Effects of Cannabinoids on Synaptic Transmission in the Frog Neuromuscular Junction

This study aimed to investigate the function of the cannabinoid receptor in the neuromuscular junction of the frog (Rana pipiens). Miniature end-plate potentials were recorded using the intracellular electrode recording technique in the cutaneous pectoris muscle in the presence of the cannabinoid agonists WIN55212-2 (WIN; R-(+)-[2,3-dihydro-5-methyl-3-[(morpholinyl)]-pyrolol[1,2,3de]-1,4-benzoxazinyl]-(1-naphthalenyl)methanone) and arachidonylcyclopropylamide [ACPA; N-(2-cyclopropyl)-5Z,8Z,11Z,147-eicosatetraenamide] and the cannabinoid antagonists 1-(2,4-dichlorophenyl)-5-(4-iodophenyl)-4-methyl-N-4-morpholinyl-1H-pyrazole-3-carboxamide (AM281) and 6-iodo-2-methyl-1-[2-(4-morpholinyl)ethyl]-1H-indol-3-yl](4-methoxyphenyl)methanone (AM630). Adding WIN to the external medium decreased the frequency and amplitude of the miniature end-plate potentials (MEPPs); the WIN EC50 value was 5.8 ± 1.0 μM. Application of ACPA, a selective agonist of cannabinoid receptor CB1, also decreased the frequency of the MEPPs; the ACPA EC50 value was 115.5 ± 6.5 nM. The CB2 antagonist AM630 did not inhibit the effects of WIN, indicating that its action is not mediated through the CB2 receptor. However, the CB1 antagonist AM281 inhibited the effects of WIN and ACPA, suggesting that their actions are mediated through the CB1 receptor. Pretreatment with the pertussis toxin inhibited the effects of WIN and ACPA, suggesting that their effects are mediated through Gi/o protein activation. The N-type Ca2+ channel blocker ω-conotoxin GVIA (ω-CgTX) diminished the frequency of the MEPPs, with an ω-CgTX EC50 value of 2.5 ± 0.40 μM. Blocking the N-type Ca2+ channels with 5 μM ω-CgTX before addition of ACPA to the bath had no additional inhibitory effect on the MEPPs, whereas in the presence of 1 μM ω-CgTX, ACPA had an additional inhibition effect. These results suggest that cannabinoids modulate transmitter release in the end-plate of the frog neuromuscular junction by activating CB1 cannabinoid receptors in the nerve ending.
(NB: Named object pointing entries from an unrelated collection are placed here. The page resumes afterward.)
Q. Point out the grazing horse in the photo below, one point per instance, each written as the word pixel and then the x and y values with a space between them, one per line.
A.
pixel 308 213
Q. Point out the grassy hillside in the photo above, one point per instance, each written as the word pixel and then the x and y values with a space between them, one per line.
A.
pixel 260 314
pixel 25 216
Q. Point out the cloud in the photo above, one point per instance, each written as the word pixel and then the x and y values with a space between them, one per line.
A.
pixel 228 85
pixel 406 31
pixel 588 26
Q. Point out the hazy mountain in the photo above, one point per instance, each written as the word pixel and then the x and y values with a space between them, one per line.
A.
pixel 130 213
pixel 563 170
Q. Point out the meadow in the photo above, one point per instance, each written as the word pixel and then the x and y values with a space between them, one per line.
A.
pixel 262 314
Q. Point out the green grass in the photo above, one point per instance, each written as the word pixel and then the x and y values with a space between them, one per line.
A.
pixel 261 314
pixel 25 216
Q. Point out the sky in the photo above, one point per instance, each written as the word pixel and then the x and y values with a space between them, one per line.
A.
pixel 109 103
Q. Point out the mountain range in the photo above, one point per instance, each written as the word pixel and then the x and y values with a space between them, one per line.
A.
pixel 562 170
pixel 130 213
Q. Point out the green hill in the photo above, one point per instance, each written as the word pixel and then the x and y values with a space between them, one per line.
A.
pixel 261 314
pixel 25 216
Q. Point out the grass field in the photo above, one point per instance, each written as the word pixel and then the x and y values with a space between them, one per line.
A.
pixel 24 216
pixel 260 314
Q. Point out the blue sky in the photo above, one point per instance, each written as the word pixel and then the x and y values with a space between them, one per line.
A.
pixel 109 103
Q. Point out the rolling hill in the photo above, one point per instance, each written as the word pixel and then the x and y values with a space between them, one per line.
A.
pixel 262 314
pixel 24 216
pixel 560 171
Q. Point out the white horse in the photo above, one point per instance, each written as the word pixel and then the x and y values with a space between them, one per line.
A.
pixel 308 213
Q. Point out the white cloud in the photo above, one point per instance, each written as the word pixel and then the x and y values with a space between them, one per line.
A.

Cannabinoid receptor type 1 activation by arachidonylcyclopropylamide in rat aortic rings causes vasorelaxation involving calcium-activated potassium channel subunit alpha-1 and calcium channel, voltage-dependent, L type, alpha 1C subunit

Cannabinoids are key regulators of vascular tone, some of the mechanisms involved include the activation of cannabinoid receptor types 1 and 2 (CB); the transient receptor potential cation channel, subfamily V, member 1 (TRPV1); and non-(CB(1))/non-CB2 receptors. Here, we used the potent, selective CB(1) agonist arachidonylcyclopropylamide (ACPA) to elucidate the mechanism underlying vascular tone regulation. Immunohistochemistry and confocal microscopy revealed that CB(1) was expressed in smooth muscle and endothelial cells in rat aorta. We performed isometric tension recordings in aortic rings that had been pre-contracted with phenylephrine. In these conditions, ACPA caused vasorelaxation in an endothelium-independent manner. To confirm that the effect of ACPA was mediated by CB(1) receptor, we repeated the experiment after blocking these receptors with a selective antagonist, AM281. In these conditions, ACPA did not cause vasorelaxation. We explored the role of K(+) channels in the effect of ACPA by applying high-K(+) solution to induce contraction in aortic rings. In these conditions, the ACPA-induced vasorelaxation was about half that observed with phenylephrine-induced contraction. Thus, K(+) channels were involved in the ACPA effect. Furthermore, the vasorelaxation effect was similarly reduced when we specifically blocked calcium-activated potassium channel subunit alpha-1 (KCa1.1) (MaxiK; BKCa) prior to adding ACPA. Finally, ACPA-induced vasorelaxation was also diminished when we specifically blocked the calcium channel, voltage-dependent, L type, alpha 1C subunit (Ca(v)1.2). These results showed that ACPA activation of CB(1) in smooth muscle caused vasorelaxation of aortic rings through a mechanism involving the activation of K(Ca)1.1 and the inhibition of Ca(v)1.2.